Changing banking for good
Source: Tan Sri Andrew Sheng, thestar.com
ON Wednesday, June 19, the Report of the UK Parliamentary Commission on Banking Standards was published with an intriguing title: Changing Banking for Good.
The title has a double meaning one is that its recommendations, if implemented right, will change banking for the good of everyone; the other is that it will change banking forever.
This report is important for many reasons. First, it was commissioned by both houses of the UK parliament, with membership from different political parties, and included the Archbishop of Canterbury, the head of the Church of England. Second, it addressed the UK banking professional standards and culture, ostensibly after the LIBOR rate-setting scandal, and their implications for corporate governance, regulations and government policy. Third, it complemented the Independent Commission on Banking (Vickers Report) published in September 2011 to address structural reforms in the UK banking industry.

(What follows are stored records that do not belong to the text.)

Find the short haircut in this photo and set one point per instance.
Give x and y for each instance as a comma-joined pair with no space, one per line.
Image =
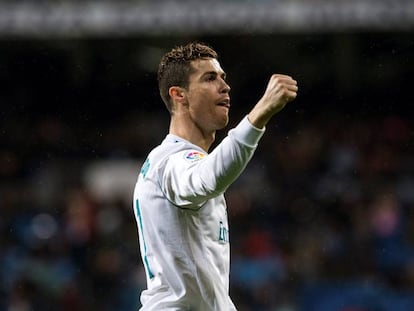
175,67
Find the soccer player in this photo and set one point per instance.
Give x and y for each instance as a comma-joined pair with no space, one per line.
179,202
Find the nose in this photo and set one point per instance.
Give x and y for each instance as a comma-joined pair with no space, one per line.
225,88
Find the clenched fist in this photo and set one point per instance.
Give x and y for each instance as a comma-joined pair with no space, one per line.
280,90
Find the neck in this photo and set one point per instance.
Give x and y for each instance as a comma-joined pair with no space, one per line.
184,128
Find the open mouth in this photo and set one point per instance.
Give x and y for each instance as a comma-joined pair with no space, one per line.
224,103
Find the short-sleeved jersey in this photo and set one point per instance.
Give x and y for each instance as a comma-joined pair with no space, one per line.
181,216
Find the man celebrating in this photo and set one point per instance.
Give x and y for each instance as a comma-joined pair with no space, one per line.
179,200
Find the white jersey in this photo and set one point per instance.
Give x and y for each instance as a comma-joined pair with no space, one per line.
182,220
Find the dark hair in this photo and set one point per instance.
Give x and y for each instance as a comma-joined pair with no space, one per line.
175,67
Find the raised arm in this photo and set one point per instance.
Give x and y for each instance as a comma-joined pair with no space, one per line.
280,90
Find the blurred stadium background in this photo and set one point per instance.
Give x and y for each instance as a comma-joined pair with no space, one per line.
322,219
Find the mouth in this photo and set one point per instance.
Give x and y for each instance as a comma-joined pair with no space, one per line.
224,103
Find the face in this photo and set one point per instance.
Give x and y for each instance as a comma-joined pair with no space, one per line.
208,95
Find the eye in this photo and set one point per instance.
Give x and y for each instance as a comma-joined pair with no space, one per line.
211,77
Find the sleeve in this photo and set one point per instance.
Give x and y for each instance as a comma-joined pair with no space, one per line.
191,177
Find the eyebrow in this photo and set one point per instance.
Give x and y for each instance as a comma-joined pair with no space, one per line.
223,74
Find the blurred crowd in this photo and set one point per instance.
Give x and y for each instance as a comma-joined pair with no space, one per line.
322,218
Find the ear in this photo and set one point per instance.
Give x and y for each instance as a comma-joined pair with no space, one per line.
177,94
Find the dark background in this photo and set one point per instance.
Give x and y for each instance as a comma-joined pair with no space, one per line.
321,219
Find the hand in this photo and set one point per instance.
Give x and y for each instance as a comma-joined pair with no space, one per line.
280,90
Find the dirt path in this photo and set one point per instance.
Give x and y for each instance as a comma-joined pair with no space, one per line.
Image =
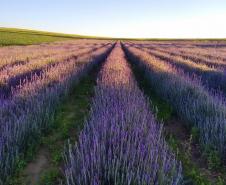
35,168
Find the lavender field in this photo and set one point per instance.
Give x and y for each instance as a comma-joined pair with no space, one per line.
107,112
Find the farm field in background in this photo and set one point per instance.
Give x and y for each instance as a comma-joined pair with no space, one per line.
14,36
95,111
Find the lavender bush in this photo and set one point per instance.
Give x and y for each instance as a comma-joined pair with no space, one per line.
191,101
31,109
121,143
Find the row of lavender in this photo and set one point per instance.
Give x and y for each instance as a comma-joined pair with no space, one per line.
121,142
13,75
192,102
30,111
211,76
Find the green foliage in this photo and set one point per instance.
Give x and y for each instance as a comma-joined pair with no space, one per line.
49,177
195,133
213,159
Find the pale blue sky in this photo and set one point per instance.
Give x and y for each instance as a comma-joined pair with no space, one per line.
119,18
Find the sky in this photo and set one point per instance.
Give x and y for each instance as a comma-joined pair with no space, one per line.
119,18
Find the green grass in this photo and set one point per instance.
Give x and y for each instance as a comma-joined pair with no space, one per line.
14,36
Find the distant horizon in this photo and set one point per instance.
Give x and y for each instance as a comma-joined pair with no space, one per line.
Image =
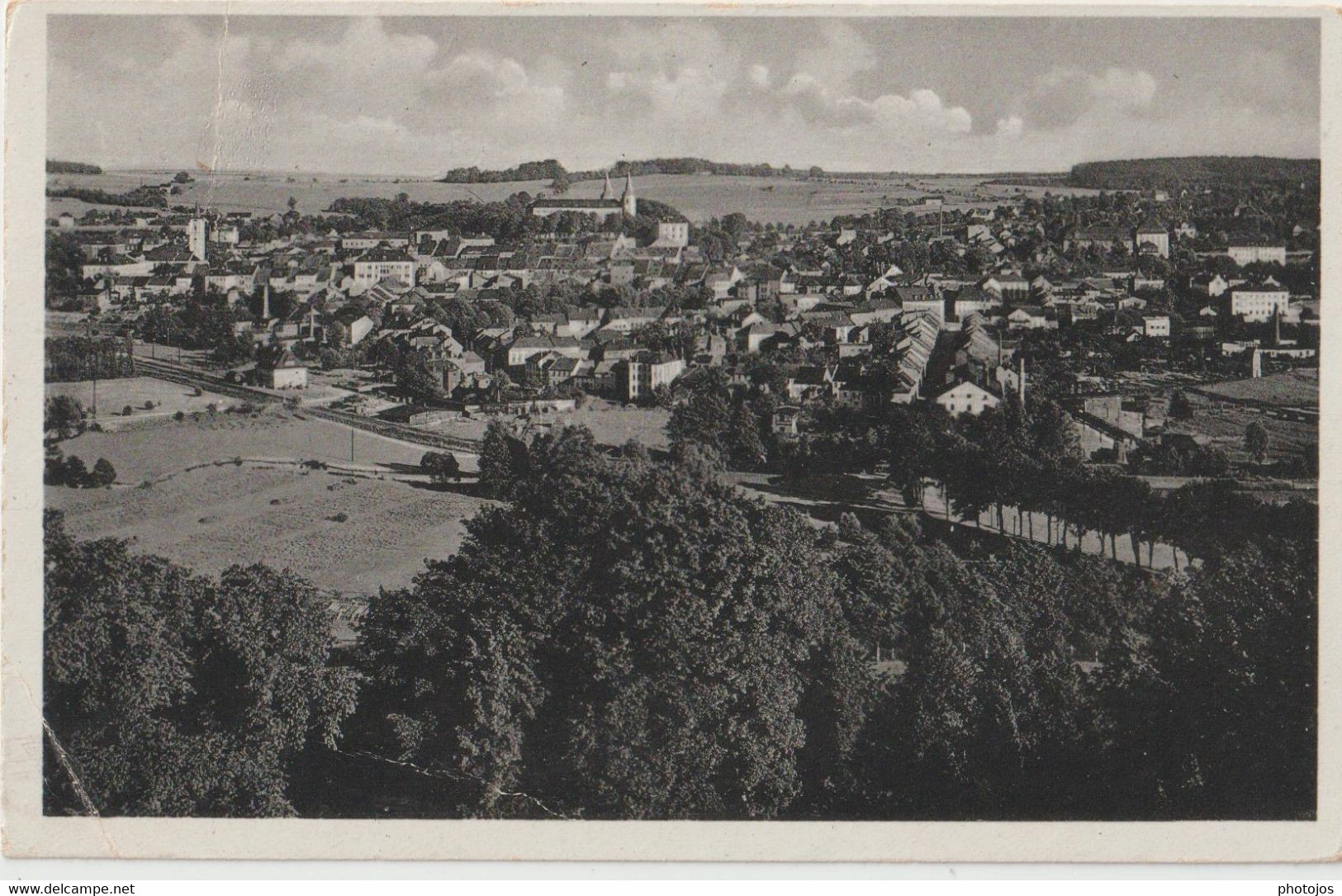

The Vicker Report basically looked at ways of protecting retail depositors from bank failure and imposing too much burden on the tax payer. It recommended that the retail business of banking be ring-fenced through structural reform, rather than a total separation of the retail/investment banking business of large banks. Retail banking would be put under a separate legal subsidiary, and these would be required to maintain higher capital requirements higher than Basel III, the global standards.
In addition, all UK-headquartered banks and all ring-fenced banks should maintain a leverage ratio of Tier 1 capital to consolidated total assets of at least 3% (a 33 times overall leverage ratio).
The UK Government accepted most of the recommendations of the Vickers Commission, especially the principles of ring fencing and depositor preference. Large retail banks will have to hold equity capital of 10% and a loss absorbing capacity of 17% for large banks.It also accepted the principle of improved competition through easier switching of bank accounts.
This new report is about 600 pages in length, with 73 pages alone for its summary conclusions and recommendations. The key recommendations are around five themes making individual responsibility in banking a reality, especially at senior levels; reforming bank governance; empowering consumers; reinforcing the responsibilities of regulators and specifying the responsibilities of the government and parliament.
The report felt that the current system of sanctions against individuals is failing, since “there was little realistic prospect of effective enforcement action, even in many of the most flagrant cases of failure.” A new Senior Persons Regime will assign clear and unambiguous responsibilities to specific individuals, together with a new licensing regime. These persons would be judged against a single set of Banking Standards Rules, the breach of which would be subject to enforcement.
In order to align incentives better for long-term strategic value creation, the report suggested that a higher proportionof bank remuneration to be deferred to as long as 10 years, with such deferred pay being subject to cancellation in the event of individual misconduct or business downturn.